Ship the prototype. The argument that cannot be made with a slide.
I have sat in conversations where someone has described a project they've been "working on" for eight months. When I ask what I can look at, the answer is a deck, a Notion page, or a description of what it will eventually be. Ideas are cheap. The prototype is the position. Shipping is the step that makes the work reusable.
An idea stays hypothetical until it ships. A shipped working version converts a private build into a reusable artifact: something teachable, something iterable, something that closes a feedback loop the pitch never can. The loop has a shape. Build, post, learn, build again. Every step is load-bearing. Without the post, the build stays private and compounds nothing. With it, the artifact enters the world. Citable. Forkable. Questionable. That is when it starts to compound.

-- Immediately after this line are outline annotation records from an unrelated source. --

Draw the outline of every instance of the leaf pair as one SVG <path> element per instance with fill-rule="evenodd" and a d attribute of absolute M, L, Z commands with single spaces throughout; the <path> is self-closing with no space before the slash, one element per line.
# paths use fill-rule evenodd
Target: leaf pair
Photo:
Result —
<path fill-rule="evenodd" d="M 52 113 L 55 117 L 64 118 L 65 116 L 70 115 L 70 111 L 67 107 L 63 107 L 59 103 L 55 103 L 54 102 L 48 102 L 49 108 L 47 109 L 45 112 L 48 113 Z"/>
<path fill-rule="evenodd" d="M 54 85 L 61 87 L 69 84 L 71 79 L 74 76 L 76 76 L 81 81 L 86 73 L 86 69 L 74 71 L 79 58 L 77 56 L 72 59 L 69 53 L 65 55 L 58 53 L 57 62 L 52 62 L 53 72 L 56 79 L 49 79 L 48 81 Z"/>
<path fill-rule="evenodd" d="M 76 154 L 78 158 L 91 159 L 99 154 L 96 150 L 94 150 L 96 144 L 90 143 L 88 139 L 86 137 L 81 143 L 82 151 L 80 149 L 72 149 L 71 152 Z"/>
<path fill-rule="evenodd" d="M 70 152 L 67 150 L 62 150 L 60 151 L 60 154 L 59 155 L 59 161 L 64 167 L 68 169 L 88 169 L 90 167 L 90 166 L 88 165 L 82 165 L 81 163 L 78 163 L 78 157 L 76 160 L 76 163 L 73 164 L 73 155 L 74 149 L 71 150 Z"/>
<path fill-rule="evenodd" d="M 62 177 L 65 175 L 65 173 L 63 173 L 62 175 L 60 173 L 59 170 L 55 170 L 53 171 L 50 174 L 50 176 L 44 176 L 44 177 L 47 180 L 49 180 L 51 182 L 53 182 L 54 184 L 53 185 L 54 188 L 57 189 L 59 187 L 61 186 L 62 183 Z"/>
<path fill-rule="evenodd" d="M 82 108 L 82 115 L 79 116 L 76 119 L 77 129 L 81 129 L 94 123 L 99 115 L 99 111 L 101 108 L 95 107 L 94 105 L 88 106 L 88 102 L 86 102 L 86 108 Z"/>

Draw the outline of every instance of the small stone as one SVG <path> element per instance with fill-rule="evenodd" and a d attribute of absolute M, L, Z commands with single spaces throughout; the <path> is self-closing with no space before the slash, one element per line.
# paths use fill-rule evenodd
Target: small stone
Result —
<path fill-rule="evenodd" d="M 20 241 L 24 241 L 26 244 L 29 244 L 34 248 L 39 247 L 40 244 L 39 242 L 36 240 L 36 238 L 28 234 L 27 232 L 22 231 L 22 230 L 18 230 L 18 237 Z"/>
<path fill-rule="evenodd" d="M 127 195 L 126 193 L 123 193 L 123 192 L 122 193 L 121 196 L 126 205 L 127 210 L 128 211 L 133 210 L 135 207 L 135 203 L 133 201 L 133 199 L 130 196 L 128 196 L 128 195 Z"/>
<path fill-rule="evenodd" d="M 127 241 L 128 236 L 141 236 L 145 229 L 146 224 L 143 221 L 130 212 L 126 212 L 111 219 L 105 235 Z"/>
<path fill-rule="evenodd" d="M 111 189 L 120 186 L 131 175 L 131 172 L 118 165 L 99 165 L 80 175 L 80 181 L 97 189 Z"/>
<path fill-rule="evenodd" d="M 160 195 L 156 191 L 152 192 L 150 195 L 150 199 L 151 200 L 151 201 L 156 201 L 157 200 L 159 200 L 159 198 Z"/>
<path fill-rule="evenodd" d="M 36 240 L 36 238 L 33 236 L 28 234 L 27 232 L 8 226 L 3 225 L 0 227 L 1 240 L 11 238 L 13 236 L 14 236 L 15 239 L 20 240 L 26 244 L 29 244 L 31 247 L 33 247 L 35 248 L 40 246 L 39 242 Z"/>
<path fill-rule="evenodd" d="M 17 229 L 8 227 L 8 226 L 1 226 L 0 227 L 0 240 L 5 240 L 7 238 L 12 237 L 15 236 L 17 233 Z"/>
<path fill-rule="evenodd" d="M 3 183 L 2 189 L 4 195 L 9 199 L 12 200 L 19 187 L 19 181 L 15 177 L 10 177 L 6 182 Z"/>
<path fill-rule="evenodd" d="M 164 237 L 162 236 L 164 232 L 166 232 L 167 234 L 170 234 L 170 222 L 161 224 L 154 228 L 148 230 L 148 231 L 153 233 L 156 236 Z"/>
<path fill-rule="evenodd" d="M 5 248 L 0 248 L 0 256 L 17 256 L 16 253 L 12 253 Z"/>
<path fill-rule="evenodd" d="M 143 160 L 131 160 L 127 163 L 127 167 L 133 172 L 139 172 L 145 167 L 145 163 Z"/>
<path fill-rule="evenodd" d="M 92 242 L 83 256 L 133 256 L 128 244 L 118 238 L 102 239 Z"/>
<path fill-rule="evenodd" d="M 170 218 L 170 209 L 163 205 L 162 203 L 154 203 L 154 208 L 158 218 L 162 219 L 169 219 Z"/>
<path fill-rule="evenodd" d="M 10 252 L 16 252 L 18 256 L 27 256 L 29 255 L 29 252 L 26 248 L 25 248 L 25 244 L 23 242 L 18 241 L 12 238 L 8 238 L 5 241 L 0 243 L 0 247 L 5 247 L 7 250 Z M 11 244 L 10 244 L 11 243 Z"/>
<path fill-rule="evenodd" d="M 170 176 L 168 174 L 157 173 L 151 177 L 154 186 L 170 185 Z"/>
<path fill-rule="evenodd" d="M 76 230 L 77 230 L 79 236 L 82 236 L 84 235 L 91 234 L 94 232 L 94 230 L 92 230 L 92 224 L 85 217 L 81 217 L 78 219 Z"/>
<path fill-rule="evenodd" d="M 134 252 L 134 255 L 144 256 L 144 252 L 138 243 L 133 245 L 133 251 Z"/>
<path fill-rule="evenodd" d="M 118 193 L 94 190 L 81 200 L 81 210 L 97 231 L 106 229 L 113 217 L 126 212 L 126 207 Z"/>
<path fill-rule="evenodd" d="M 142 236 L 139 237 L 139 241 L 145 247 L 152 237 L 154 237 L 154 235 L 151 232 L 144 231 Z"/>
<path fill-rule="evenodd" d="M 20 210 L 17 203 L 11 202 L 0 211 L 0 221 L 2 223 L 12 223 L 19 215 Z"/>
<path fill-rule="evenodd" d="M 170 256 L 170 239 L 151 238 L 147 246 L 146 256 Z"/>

Capability before declaration
Build before pitching the concept. The model: acquire the capability, then name what you can do. A working prototype proves something a slide deck never can because the prototype is verifiable and the slide is not. The market cannot give feedback on what it has never seen. Late arrival is still arrival. A shipped prototype with rough edges returns more signal than an unshipped one with perfect architecture.
The AI-era version of this discipline is not "ship faster." It is "ship more things." When tooling compresses effort from weeks to days, the leverage is to use that compression to ship more distinct bets, not to hold one thing longer for polish. The barrier dropped. The standard for shipping does not drop with it.
The post as part of the build
The build is not done when the code runs locally. It is done when it is public. Posting converts the artifact into something reusable by others and retrievable by a future session. Without the post, the loop stays open. "No longer just an idea" is the canonical moment: the identity shift from idea-holder to prototype-shipper requires a public artifact to back it.
The refined form of this discipline: ship the well-specced prototype. The verb stays constant; what tightens is spec discipline upstream. Speed without a spec produces a plausible-but-wrong artifact. Speed inside a tight spec produces the real thing. Spec-over-sprint and ship-the-prototype hold together. They are not in tension.
Operator credibility at the IC layer
On the IC track, the shipped prototype is the credential. It is verifiable in a way that a resume line is not. A PM who ships working AI tools, open-sources them, and iterates in public has demonstrated judgment, craft, and follow-through in a single artifact that anyone can inspect.
The second-brain v1 shipped as plain markdown, git-tracked, open source, MIT license, free forever. The four open-source releases. Second-brain, AI Resume, Shararat, luna-monitor. Carry MIT licenses and live commit histories. The portfolio is auditable in real time. That is a different category of claim than "twelve years of product experience." The portfolio spans fifty-two shipped projects across twelve years, with a trail of intermediate prototypes documenting the progression. Hiring committees at top-tier enterprise companies evaluate this explicitly: they are looking for evidence that the candidate understood what not to build, not just what shipped.
The compounding argument
The IC economics argument for shipping is not about volume. It is about what each shipped artifact unlocks. Each released prototype earns credibility that does not require a management title to validate. Each public artifact makes the next conversation shorter, because the work is already verifiable. Each iteration closes a feedback loop that private builds never access.
The question worth asking before the next long build: what is the smallest version of this that would be genuinely shippable? Not the smallest version that satisfies me internally. The smallest version that enters the world, gets questioned, and starts returning signal. That version is the one worth shipping first.